Granulocyte deficiency is a common complication in the treatment of hematologic diseases and malignancies. The following is a brief discussion of preventive and therapeutic measures for patients with granulocyte deficiency in terms of infectious fever.
1. Prevention of granulocyte deficiency infections.
The prevention of granulocyte deficiency co-infection is important. The pathogenic microorganisms that cause infectious fever in granulocyte deficient patients may be microorganisms residing in the body or transmitted from outside. Therefore, relevant preventive measures include proper isolation from the outside world, protection of body barrier and drug prevention.

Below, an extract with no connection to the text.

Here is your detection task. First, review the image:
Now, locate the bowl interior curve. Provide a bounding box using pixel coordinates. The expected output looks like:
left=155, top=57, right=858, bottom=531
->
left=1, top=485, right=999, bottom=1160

(1) Appropriate isolation: This includes environmental protection, dietary hygiene, etc. to reduce infection caused by cross-contamination of air, food and personnel. Specific measures for environmental protection include no contact with animals and infected patients, fewer visitors, single-person wards if possible, non-laminar flow wards with good ventilation, no flowers or plants in the rooms, laminar flow beds or laminar flow wards for those who have been absent for a long time, and hand hygiene for health care workers in contact with patients. Diet should be mainly cooked, raw fruits should be peeled and fresh, no cold dishes and pickled products.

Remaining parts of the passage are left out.